Anforderungen entschlüsselt
„Technische Ausbildung mit Weiterbildung zum Techniker/Meister oder Studium (Maschinenbau, Wirtschaftsingenieurwesen)“
MussBedeutung: Technisches Grundverständnis ist Voraussetzung — reine BWL reicht nicht.
Für Fertigungsplaner: In der Praxis akzeptieren viele Unternehmen auch erfahrene Facharbeiter ohne formale Weiterbildung, wenn die Planungserfahrung stimmt. Bewirb dich mit 5+ Jahren Fertigungserfahrung auch dann, wenn ein Techniker oder Studium gefordert wird.
„Erfahrung in der Produktionsplanung und -steuerung (PPS)“
MussBedeutung: Du musst bereits eigenständig Fertigungsaufträge geplant und gesteuert haben.
Für Fertigungsplaner: Für erfahrene Planer: Standardanforderung. Für Quereinsteiger: Wenn du in der Arbeitsvorbereitung Aufträge terminiert oder in der Fertigung Kapazitätsabsprachen geführt hast, zählt das als PPS-Erfahrung. Beschreibe in der Bewerbung konkret, welche Planungsaufgaben du übernommen hast.

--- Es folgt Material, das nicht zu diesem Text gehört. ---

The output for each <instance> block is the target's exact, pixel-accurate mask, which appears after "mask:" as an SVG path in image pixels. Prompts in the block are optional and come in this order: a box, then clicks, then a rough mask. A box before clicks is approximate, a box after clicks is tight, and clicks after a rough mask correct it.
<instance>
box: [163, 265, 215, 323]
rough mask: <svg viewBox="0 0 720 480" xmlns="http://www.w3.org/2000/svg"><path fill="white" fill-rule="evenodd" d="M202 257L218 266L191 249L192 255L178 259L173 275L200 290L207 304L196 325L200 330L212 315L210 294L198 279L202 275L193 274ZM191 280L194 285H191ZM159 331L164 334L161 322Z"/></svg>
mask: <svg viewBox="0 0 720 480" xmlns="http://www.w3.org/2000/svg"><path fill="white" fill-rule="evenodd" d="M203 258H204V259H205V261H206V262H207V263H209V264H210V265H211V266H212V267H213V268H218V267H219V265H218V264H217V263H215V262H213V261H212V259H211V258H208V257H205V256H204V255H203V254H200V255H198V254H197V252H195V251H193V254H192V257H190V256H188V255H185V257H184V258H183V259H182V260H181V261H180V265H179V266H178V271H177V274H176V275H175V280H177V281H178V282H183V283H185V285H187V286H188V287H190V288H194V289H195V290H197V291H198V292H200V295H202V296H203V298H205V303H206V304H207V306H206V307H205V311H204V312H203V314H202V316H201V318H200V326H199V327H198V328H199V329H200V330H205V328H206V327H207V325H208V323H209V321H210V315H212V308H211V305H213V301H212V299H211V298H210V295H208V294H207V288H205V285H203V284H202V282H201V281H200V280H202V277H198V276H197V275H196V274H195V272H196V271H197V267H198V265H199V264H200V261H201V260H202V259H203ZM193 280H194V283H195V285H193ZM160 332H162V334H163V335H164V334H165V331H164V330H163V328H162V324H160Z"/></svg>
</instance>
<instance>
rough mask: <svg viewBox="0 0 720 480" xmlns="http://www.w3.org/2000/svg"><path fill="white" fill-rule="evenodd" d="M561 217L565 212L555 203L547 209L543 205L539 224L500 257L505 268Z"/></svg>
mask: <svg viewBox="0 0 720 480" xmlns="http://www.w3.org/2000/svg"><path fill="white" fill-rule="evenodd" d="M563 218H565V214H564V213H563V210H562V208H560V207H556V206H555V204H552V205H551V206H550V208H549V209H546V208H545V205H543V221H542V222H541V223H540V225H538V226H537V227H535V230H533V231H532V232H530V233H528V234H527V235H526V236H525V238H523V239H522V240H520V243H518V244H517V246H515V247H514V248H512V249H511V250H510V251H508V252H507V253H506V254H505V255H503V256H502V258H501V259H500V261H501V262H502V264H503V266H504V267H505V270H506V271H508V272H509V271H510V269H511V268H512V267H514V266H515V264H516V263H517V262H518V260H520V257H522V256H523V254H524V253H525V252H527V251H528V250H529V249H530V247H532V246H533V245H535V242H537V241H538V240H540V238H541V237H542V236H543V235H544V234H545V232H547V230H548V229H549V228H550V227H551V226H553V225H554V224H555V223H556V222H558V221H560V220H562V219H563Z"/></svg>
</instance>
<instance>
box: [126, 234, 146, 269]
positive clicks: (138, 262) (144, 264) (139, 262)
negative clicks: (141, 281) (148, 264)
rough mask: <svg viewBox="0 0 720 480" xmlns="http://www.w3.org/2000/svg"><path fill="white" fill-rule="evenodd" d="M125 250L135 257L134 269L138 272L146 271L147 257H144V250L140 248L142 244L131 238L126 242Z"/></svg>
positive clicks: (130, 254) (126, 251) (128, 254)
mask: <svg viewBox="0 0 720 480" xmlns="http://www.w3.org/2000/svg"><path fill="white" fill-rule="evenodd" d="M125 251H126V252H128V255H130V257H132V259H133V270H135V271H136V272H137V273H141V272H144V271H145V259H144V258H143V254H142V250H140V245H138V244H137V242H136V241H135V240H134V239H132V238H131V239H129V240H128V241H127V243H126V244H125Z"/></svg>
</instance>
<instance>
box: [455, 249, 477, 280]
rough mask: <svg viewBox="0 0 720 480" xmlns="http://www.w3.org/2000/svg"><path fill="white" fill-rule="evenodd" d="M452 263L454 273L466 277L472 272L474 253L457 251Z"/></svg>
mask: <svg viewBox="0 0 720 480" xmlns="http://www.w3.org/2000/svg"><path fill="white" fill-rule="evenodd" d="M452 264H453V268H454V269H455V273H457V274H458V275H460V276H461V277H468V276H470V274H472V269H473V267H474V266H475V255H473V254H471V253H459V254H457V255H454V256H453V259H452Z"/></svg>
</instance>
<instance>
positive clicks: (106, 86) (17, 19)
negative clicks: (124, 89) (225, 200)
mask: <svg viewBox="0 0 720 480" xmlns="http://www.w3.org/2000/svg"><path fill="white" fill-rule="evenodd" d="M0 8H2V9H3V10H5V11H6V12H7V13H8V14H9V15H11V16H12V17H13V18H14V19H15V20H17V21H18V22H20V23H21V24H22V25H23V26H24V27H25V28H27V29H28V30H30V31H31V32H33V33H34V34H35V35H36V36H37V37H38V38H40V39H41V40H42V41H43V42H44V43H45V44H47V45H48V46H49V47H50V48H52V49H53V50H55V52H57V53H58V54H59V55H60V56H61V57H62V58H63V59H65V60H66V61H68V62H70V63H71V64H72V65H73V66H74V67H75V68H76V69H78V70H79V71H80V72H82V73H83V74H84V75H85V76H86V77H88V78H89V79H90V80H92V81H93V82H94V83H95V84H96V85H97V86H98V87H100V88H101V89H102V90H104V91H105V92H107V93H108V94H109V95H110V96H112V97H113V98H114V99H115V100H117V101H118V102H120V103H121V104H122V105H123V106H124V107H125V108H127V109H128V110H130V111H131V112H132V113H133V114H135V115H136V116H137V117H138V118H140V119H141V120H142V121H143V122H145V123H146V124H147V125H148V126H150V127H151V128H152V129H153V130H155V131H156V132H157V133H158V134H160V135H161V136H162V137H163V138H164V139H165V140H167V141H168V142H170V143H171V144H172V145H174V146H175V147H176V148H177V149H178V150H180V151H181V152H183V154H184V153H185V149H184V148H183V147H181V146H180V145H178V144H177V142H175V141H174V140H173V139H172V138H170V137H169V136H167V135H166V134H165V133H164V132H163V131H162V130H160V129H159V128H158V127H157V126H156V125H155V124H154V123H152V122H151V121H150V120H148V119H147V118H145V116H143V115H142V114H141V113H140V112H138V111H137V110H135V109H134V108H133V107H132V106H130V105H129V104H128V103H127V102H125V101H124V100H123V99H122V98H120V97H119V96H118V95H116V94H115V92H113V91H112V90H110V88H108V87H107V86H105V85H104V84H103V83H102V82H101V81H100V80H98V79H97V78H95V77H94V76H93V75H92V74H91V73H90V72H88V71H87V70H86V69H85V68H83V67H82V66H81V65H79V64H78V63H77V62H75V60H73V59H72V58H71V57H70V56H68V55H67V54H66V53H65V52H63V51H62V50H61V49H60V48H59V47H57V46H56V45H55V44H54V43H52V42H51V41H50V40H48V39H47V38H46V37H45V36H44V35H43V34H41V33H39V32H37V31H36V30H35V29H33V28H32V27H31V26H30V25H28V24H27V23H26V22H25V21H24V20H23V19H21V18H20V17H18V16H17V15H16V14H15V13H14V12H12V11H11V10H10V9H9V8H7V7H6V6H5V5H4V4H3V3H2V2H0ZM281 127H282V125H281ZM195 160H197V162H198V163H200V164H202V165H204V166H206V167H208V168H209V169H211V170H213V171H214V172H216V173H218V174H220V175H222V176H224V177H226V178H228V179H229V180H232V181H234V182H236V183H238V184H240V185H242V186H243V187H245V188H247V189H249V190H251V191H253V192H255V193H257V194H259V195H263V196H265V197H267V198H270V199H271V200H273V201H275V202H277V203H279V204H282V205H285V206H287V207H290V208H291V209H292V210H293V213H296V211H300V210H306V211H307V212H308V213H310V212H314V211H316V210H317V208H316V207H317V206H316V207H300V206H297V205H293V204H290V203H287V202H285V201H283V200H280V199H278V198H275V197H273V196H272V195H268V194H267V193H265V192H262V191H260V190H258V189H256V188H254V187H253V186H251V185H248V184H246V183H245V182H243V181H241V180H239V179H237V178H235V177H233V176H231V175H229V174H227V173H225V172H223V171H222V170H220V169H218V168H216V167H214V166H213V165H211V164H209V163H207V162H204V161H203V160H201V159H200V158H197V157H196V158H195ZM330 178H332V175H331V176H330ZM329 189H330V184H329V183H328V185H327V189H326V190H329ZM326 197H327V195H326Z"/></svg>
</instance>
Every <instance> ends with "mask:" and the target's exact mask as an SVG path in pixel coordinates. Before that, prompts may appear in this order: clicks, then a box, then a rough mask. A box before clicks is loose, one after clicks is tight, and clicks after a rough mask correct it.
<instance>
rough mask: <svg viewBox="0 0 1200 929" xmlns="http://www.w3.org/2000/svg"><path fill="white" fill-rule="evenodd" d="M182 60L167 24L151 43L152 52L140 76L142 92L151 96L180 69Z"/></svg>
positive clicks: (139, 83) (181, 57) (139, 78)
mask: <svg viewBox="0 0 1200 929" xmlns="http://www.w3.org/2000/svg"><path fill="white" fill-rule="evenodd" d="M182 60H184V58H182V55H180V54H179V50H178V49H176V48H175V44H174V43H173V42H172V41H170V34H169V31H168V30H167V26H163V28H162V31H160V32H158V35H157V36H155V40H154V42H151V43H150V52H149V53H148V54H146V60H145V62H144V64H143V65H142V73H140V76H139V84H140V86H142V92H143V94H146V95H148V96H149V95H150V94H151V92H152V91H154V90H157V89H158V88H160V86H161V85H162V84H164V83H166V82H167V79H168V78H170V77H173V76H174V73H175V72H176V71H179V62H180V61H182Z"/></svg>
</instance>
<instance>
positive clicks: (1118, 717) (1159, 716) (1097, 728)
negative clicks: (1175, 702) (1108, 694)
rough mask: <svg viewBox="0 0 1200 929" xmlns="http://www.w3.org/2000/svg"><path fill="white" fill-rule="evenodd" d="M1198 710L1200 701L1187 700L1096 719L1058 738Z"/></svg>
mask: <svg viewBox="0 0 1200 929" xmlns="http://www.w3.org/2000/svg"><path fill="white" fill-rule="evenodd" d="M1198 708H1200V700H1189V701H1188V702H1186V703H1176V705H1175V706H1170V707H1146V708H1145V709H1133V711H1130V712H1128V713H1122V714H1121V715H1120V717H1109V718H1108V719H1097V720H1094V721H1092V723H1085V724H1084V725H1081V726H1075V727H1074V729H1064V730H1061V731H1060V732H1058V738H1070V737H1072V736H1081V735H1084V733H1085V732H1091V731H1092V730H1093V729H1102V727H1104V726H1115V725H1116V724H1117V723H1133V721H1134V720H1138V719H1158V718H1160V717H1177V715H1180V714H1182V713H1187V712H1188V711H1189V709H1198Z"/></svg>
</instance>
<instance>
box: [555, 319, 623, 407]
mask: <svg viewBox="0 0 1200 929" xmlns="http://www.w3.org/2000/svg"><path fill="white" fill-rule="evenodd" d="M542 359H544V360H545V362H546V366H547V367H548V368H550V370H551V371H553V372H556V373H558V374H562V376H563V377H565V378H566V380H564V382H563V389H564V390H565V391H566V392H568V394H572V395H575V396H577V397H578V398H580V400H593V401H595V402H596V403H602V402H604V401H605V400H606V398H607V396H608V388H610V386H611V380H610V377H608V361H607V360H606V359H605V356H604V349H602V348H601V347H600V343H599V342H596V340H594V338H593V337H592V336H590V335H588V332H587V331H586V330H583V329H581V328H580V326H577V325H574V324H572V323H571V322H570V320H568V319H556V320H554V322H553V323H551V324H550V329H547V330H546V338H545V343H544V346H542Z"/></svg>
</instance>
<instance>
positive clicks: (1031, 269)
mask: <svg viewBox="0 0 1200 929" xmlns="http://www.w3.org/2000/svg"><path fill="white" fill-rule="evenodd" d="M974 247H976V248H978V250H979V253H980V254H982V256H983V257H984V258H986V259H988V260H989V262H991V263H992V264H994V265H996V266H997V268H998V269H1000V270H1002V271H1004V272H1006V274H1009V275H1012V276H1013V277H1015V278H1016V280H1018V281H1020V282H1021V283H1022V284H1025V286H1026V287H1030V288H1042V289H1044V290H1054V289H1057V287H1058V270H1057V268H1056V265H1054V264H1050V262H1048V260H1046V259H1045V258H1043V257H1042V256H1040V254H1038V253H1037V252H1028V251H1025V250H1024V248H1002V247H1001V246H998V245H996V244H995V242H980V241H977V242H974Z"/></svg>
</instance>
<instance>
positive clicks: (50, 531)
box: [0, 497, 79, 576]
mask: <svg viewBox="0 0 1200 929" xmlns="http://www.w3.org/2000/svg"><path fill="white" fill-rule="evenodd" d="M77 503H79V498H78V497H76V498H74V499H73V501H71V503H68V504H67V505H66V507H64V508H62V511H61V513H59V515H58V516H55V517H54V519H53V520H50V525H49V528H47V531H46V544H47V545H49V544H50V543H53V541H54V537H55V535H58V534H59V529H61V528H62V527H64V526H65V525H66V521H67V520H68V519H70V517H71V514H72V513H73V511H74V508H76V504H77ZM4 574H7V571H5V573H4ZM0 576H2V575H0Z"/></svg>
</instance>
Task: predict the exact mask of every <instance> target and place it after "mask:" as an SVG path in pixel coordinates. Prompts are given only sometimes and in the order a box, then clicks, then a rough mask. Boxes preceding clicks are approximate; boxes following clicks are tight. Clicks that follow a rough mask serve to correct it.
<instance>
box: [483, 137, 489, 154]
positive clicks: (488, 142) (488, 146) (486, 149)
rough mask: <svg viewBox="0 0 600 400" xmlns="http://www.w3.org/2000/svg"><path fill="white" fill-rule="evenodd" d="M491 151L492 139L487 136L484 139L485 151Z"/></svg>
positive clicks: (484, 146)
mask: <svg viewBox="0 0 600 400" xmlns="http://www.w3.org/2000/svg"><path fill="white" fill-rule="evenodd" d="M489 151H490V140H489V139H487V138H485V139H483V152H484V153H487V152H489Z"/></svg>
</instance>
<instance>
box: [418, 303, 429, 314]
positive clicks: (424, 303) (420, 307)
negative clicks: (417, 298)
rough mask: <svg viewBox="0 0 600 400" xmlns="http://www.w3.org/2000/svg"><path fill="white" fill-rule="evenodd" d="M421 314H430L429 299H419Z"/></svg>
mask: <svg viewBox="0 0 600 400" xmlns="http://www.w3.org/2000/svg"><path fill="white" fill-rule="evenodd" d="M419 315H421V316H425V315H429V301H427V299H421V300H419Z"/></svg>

„SAP PP oder vergleichbares ERP-System“
MussBedeutung: Ohne ERP-Erfahrung geht in der modernen Fertigungsplanung nichts.
Für Fertigungsplaner: SAP PP ist in Großunternehmen Standard. „Vergleichbar" öffnet die Tür für proALPHA, Infor, abas oder andere Systeme. Die Planungslogik (MRP, Kapazitätsplanung, Auftragsterminierung) ist systemübergreifend gleich — die Umgewöhnung dauert 2–4 Wochen.
„Erfahrung mit APS-Software wünschenswert“
KannBedeutung: Das Unternehmen nutzt eine fortgeschrittene Planungssoftware über das Standard-ERP hinaus.
Für Fertigungsplaner: APS-Systeme (Asprova, Opcenter, Preactor) bieten automatische Feinplanung und Szenarioanalyse. Wenn du noch nicht damit gearbeitet hast, ist das kein Ausschlussgrund — die Einarbeitung wird vom Arbeitgeber geschult. Erwähne deine ERP-Erfahrung und Lernbereitschaft.
„Lean-Production-Kenntnisse (Kanban, Wertstromanalyse)“
KannBedeutung: Das Unternehmen setzt auf schlanke Produktionsprinzipien.
Für Fertigungsplaner: Lean-Methoden werden in der Fertigungsplanung zunehmend erwartet: Pull-Steuerung statt Push, Kanban-Kreisläufe, Heijunka-Boards. Wenn du praktische Erfahrung mit Lean-Planungsmethoden hast, hebe das hervor. Ein Lean-Zertifikat ist ein Bonus, aber praktische Anwendung zählt mehr.
„Analytische Fähigkeiten und sicherer Umgang mit Excel“
MussBedeutung: Neben dem ERP-System wird Excel als Planungs- und Analysetool genutzt.
Für Fertigungsplaner: Auch wenn das ERP-System die Hauptarbeit macht — Excel bleibt das Schweizer Taschenmesser der Fertigungsplanung: Szenarioanalysen, Kapazitätsmodelle, Ad-hoc-Auswertungen. Pivot-Tabellen, SVERWEIS und Makro-Grundkenntnisse werden erwartet.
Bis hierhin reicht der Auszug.